Beyond FOIL
How do you expand \((x+y)^{10}\)? Multiplying it out by hand is impossible. The Binomial Theorem allows us to find any term in the expansion using combinations (\(n \text{Cr}\)).
\[(x+y)^n = \sum_{k=0}^{n} \binom{n}{k} x^{n-k} y^k\]
Pascal's Triangle
The coefficients of the expansion follow a beautiful geometric pattern where each number is the sum of the two above it.
- \(n=0\): 1
- \(n=1\): 1, 1
- \(n=2\): 1, 2, 1 (This is \(x^2 + 2xy + y^2\))
- \(n=3\): 1, 3, 3, 1
Worked Examples
Example 1: Expanding a Cube
Expand \((x + 2)^3\).
- Coefficients from row 3: 1, 3, 3, 1.
- Powers of x: \(x^3, x^2, x^1, x^0\).
- Powers of 2: \(2^0, 2^1, 2^2, 2^3\).
- Combined: \(1(x^3)(1) + 3(x^2)(2) + 3(x)(4) + 1(1)(8)\).
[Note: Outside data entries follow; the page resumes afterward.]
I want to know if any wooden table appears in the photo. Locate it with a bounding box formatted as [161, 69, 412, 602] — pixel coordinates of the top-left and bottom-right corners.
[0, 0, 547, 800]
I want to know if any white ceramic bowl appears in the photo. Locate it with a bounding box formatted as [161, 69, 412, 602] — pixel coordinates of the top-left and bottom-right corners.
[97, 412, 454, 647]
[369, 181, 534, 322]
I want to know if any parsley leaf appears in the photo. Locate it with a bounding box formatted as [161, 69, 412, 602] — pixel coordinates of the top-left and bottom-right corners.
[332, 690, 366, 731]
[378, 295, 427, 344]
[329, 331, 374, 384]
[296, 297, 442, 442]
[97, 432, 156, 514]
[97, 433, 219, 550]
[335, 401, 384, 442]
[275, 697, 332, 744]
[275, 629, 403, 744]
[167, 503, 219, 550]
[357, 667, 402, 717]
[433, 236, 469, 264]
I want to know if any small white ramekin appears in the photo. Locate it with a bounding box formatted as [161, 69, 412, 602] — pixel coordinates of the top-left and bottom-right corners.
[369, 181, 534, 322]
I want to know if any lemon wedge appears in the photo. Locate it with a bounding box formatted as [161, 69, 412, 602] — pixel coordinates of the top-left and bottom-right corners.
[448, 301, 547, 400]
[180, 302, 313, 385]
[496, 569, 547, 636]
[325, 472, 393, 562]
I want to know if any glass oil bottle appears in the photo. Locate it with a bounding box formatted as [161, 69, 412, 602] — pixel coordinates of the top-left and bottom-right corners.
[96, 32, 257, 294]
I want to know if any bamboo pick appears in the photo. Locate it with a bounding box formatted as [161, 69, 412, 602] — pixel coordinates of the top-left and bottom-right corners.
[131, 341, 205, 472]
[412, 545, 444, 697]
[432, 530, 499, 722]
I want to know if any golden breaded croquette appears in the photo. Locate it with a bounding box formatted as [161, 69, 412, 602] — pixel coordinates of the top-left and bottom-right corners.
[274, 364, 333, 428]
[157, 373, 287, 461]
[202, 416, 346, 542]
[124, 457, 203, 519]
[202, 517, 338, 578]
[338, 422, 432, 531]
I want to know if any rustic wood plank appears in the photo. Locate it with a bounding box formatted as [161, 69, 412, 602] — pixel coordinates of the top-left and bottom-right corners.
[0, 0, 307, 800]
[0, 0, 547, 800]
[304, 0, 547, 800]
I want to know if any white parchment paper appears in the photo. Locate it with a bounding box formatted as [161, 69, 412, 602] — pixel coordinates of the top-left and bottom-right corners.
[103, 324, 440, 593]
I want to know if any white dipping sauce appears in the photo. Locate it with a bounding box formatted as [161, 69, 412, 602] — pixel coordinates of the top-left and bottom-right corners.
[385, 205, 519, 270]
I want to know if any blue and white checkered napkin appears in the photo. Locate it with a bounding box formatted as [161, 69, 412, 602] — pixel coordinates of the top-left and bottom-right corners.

- Result: \(x^3 + 6x^2 + 12x + 8\).
The Bridge to Quantum Mechanics
In Quantum Mechanics, we often deal with "Small Perturbations"—tiny changes to a system. To calculate the effect of these changes, we use the Binomial Theorem to expand terms like \((1 + \epsilon)^n\) where \(\epsilon\) is very small. By keeping only the first two terms (\(1 + n\epsilon\)), we can approximate the behavior of complex atoms. This is the origin of Perturbation Theory, the method used to calculate almost every real-world value in quantum physics, from the magnetic moment of the electron to the energy of a black hole.